The AjTOX2 genes have been deposited in GenBank with accession numbers KC862269-KC862275 (Additional file 1: Table S1). Virulence assays Virulence assays on maize, cabbage, Arabidopsis thaliana, and Fumana procumbens were performed with spores collected from V8-juice plates with 0.1% Tween-20.
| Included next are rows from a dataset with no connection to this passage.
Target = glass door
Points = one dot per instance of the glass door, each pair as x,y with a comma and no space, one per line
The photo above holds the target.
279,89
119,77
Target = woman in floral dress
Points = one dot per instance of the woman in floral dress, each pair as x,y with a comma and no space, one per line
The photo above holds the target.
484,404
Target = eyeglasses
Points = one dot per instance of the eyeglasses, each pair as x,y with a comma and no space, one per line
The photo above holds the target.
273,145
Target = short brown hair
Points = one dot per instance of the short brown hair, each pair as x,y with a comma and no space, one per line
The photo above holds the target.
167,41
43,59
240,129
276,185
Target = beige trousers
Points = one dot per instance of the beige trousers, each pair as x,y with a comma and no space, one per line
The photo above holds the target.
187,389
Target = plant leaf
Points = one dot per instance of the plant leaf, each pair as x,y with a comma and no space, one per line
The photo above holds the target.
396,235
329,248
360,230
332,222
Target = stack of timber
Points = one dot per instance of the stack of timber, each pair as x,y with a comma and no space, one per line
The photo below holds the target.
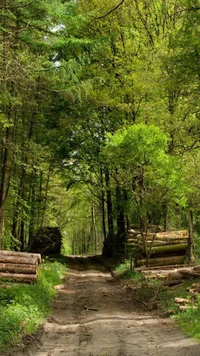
157,248
19,266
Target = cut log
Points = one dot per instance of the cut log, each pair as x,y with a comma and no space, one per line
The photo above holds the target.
19,277
18,268
181,300
18,260
161,261
186,307
36,256
166,248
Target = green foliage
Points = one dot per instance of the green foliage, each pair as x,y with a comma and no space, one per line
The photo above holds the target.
23,307
189,320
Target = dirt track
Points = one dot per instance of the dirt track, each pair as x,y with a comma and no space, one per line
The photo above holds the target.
95,316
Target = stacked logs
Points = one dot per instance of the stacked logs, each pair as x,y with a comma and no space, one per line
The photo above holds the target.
157,249
19,266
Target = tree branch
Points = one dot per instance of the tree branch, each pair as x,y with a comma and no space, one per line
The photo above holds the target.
109,12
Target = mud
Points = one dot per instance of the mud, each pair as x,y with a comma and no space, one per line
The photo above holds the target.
95,315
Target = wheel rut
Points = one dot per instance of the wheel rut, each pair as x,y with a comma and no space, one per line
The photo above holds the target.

The spore concentration was adjusted to ~105 spores/ml. For maize, six- week old plants (genotype hm1/hm1 or HM1/HM1) were spray-inoculated and the plants covered with plastic bags overnight to maintain humidity, after which the plants were grown in a greenhouse. Observations of disease progression BIBF 1120 were made beginning 3 d post-inoculation. For cabbage (Brassica oleracea), plants were grown in a growth chamber at 20°C, 70% relative humidity, and a 12-hr light /dark cycle. Leaves from 4-week-old plants were spot-inoculated with 10 μl of inoculum. Plants were covered overnight find more to maintain humidity. Plants were observed for signs of infection beginning 4 d after inoculation. For Arabidopsis, plants (Col-0, a pad3 near-isogenic mutant, and a DELLA quadruple mutant ) were grown in a growth chamber at 20°C, 70% relative humidity, and a 12-hr light/dark cycle. The third through the seventh true leaves from 4-week-old
plants were spot-inoculated with 10 μl of spores. Plants were covered overnight to maintain humidity and observed for signs of infection starting 4 d after inoculation. Seeds of Fumana procumbens were obtained from Hardyplants, Apple Valley, MN, and after scarification with a razor blade were germinated in glass scintillation vials on Whatman #1 filter paper. Seven to ten day-old seedlings were triclocarban transferred to soil and grown at room temperature under a 32 watt fluorescent light (Philips 432T8/TL741 Universal/ Hi-Vision Hg). Conidial suspensions of A. jesenskae (10 μl) were applied as a drop on the surface of leaves of 5-6 month old plants. Plants were covered with a clear plastic dome lid and kept at 100% relative humidity for 48 hr. Observations were made beginning 3 d after inoculation. Acknowledgements This work was supported by award DE-FG02-91ER20021 from
the Chemical Sciences, Geosciences and Biosciences Division, Office of Basic Energy Sciences, Office of Science, U.S. Department of Energy. We thank Dr. Emory Simmons (Wabash College, Crawfordsville, Indiana) for the strain of A. jesenskae. We thank Dr. Gerald Adams (University of Nebraska) for advice on growing A. jesenskae, the MSU Research Technology Support Facility for the DNA sequencing, and the MSU Mass Spectrometry Core Facility for the mass spectrometry. Electronic supplementary material Additional file 1: Conservation of the genes for HC-toxin https://www.selleckchem.com/products/LDE225(NVP-LDE225).html biosynthesis in Alternaria jesenskae . Table S1. GenBank accession numbers for genes of TOX2 and AjTOX2. Table S2. List of primers used to amplify probes used for Southern blots (Figure 2). (DOCX 14 KB) References 1. Walton JD: Host-selective toxins: agents of compatibility.